LE REGISTRAIRE DES MARQUES DE COMMERCE

THE REGISTRAR OF TRADE-MARKS

Référence : 2011 COMC 257

Date de la décision : 2011‑12‑21

DANS L'AFFAIRE DE L’OPPOSITION produite par Yellow Fence Rentals Inc. à l'encontre de la demande d'enregistrement no 1 327 323 pour la marque de commerce Couleurs jaune et noire appliquées à un panneau de clôture, au nom de India Steel & Fence Rental Ltd.

 

[1]               Le 7 décembre 2006, India Steel & Fence Rental Ltd. (la Requérante) a produit une demande d'enregistrement pour une marque de commerce décrite comme étant les Couleurs jaune et noire appliquées à un panneau de clôture (la Marque).
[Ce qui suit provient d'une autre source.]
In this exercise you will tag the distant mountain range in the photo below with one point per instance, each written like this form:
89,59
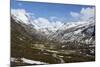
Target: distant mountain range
70,34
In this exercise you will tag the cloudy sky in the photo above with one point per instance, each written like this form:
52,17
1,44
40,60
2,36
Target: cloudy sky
61,12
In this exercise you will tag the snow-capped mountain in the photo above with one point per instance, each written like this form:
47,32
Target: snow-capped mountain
82,31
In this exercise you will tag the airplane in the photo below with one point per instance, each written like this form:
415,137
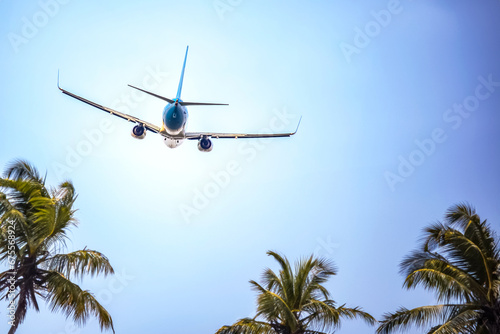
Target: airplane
174,120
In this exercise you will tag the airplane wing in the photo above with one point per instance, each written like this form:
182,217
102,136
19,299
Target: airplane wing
198,135
148,126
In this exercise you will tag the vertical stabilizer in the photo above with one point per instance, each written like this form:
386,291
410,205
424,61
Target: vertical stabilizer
178,96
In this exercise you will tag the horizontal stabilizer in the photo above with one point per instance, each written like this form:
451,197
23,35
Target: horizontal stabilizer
202,104
153,94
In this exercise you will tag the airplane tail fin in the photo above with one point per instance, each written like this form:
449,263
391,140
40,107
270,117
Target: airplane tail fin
179,89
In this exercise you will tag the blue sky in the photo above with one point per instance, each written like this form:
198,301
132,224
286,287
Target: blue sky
400,115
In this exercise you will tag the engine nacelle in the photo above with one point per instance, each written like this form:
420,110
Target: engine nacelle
139,132
205,144
172,142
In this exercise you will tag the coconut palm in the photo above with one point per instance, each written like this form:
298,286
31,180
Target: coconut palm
34,222
295,302
460,262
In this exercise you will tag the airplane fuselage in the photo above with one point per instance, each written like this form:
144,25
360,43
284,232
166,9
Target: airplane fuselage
174,119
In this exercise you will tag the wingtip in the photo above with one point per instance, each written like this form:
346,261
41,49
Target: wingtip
58,86
297,129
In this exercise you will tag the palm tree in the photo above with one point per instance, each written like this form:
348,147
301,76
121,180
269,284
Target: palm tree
295,302
460,261
34,221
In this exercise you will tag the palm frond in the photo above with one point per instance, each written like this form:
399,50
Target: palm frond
74,302
247,326
79,263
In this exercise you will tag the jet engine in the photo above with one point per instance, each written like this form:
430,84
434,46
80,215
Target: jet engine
205,144
139,132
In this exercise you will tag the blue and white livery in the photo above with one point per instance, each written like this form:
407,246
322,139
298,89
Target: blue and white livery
174,120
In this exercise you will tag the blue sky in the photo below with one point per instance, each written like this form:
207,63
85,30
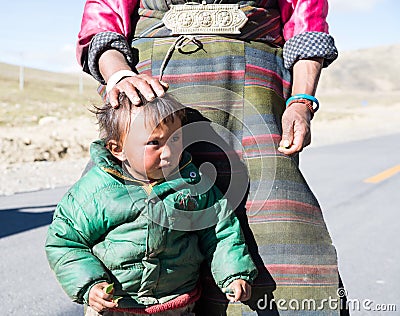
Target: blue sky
42,33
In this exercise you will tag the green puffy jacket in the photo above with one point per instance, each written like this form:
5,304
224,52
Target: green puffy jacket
148,239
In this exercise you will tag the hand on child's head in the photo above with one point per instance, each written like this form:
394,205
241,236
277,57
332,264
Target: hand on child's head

La demande était fondée sur l'emploi de la Marque au Canada par la Requérante depuis au moins le 16 octobre 2006 en liaison avec des services de location de clôtures et des services de livraison, d'assemblage et de démontage de clôtures (les Services). La demande a ensuite été modifiée pour que la date de premier emploi de la Marque par la Requérante ou son prédécesseur en titre, Sarbjit Kaur Chot, faisant affaire sous le nom d’India Steel and Insulation, soit devancée à tout le moins à mai 2005. La Marque illustrée et décrite dans la demande modifiée est reproduite ci-dessous :

Colours yellow and black applied to fence panel.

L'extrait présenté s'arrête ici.